The deployment of the 10 planes to Marine Corps Air Station Iwakuni on Honshu Island marks a major milestone for the F-35, which has been bedeviled by technical glitches and soaring cost overruns.
With a current development and acquisition price tag already at $379 billion for a total of 2,443 F-35 aircraft, Lockheed Martin's F-35 is the most expensive plane in history, and costs are set to go higher still.
Trump last month sent shockwaves through the aerospace industry when he tweeted that he wanted rival Boeing to price out a possible alternative.

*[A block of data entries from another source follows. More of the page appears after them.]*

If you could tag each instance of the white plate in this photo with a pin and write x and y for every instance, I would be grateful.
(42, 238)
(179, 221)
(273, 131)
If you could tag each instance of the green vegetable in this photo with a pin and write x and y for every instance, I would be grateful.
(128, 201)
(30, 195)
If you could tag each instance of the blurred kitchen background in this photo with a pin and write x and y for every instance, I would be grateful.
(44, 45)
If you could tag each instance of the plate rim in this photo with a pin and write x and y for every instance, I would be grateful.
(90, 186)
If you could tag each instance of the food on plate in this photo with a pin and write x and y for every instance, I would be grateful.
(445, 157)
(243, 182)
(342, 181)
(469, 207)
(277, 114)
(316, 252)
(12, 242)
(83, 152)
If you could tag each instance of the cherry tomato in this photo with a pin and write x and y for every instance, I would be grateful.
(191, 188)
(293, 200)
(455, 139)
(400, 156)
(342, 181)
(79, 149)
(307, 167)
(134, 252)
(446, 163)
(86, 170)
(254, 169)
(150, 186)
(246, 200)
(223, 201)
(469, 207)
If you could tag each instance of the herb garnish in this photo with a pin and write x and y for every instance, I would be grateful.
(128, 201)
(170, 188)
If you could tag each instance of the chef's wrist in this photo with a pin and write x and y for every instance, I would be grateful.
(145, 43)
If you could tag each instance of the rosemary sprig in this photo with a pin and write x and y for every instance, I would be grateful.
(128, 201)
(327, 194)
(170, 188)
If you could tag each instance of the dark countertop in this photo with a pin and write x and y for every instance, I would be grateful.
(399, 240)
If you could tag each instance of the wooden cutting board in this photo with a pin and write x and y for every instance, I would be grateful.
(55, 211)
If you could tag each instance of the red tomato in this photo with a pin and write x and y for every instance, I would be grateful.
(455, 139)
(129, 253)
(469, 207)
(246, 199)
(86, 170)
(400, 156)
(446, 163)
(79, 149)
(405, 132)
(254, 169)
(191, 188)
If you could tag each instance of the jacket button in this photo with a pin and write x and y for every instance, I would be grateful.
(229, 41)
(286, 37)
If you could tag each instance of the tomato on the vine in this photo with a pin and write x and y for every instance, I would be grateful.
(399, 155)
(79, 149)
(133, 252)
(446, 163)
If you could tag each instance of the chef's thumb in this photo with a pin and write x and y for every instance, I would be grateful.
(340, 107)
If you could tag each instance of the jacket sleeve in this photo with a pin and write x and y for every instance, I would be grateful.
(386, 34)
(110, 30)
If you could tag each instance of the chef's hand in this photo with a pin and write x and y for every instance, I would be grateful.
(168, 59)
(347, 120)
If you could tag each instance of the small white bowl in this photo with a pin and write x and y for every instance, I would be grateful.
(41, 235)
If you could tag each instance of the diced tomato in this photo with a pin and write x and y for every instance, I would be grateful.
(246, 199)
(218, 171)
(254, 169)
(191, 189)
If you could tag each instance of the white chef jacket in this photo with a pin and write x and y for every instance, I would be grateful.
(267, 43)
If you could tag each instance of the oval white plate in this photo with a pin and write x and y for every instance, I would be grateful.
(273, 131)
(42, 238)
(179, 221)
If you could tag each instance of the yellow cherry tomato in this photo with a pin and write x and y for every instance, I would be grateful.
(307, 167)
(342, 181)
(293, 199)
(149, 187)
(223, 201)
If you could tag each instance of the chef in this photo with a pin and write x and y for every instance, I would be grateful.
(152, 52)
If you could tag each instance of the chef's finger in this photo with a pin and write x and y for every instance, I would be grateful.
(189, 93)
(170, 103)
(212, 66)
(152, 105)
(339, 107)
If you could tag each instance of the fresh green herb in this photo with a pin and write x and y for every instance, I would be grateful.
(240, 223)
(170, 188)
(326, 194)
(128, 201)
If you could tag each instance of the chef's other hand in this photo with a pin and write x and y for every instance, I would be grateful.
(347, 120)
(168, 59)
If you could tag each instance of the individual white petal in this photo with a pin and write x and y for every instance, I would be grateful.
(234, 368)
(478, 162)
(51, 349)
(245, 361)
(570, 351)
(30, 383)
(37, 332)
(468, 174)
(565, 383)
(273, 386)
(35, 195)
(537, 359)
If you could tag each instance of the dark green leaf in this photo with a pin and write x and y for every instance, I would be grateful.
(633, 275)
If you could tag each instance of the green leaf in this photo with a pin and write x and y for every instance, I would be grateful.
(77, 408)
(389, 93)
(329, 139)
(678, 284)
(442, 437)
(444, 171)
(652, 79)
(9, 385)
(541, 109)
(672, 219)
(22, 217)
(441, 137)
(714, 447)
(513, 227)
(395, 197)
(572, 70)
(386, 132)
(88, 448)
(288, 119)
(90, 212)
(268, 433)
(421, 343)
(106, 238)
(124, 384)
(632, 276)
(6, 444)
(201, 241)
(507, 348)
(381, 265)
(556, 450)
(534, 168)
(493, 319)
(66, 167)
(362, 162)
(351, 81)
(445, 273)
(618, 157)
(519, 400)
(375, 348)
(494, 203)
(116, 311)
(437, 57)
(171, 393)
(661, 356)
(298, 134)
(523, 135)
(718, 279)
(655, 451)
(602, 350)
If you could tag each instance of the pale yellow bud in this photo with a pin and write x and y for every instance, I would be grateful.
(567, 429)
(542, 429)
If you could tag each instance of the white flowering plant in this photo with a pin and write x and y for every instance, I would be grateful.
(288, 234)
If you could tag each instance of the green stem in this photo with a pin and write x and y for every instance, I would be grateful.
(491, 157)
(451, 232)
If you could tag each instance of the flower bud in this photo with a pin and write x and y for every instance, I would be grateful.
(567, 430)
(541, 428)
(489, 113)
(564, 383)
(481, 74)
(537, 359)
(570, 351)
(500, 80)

"Based on the tremendous cost and cost overruns of the Lockheed Martin F-35, I have asked Boeing to price-out a comparable F-18 Super Hornet!" Trump tweeted December 22.
The F/A-18 Super Hornet does not have stealth
capabilities and has been in use since the late 1990s.
Once servicing, maintenance and other costs for the F-35 are factored in over the aircraft's lifespan through 2070, overall program costs have been projected to rise to as much as $1.5 trillion.
Proponents of the F-35 tout its speed, close air-support capabilities, airborne agility and a massive array of sensors giving pilots unparalleled access to information.
"The unique combination of stealth, cutting-edge radar and sensor technology, and electronic warfare systems bring all of the access and lethality capabilities of a fifth-generation fighter, a modern bomber, and an adverse-weather, all-threat environment air-support platform," the Marines said in a statement.
In August, the US Air Force declared an initial squadron of F-35A stealth fighters ready for combat and said an overseas deployment for that version of the plane was likely early this year.
The US Navy's version of the plane, the F-35C, is built to land on aircraft carriers.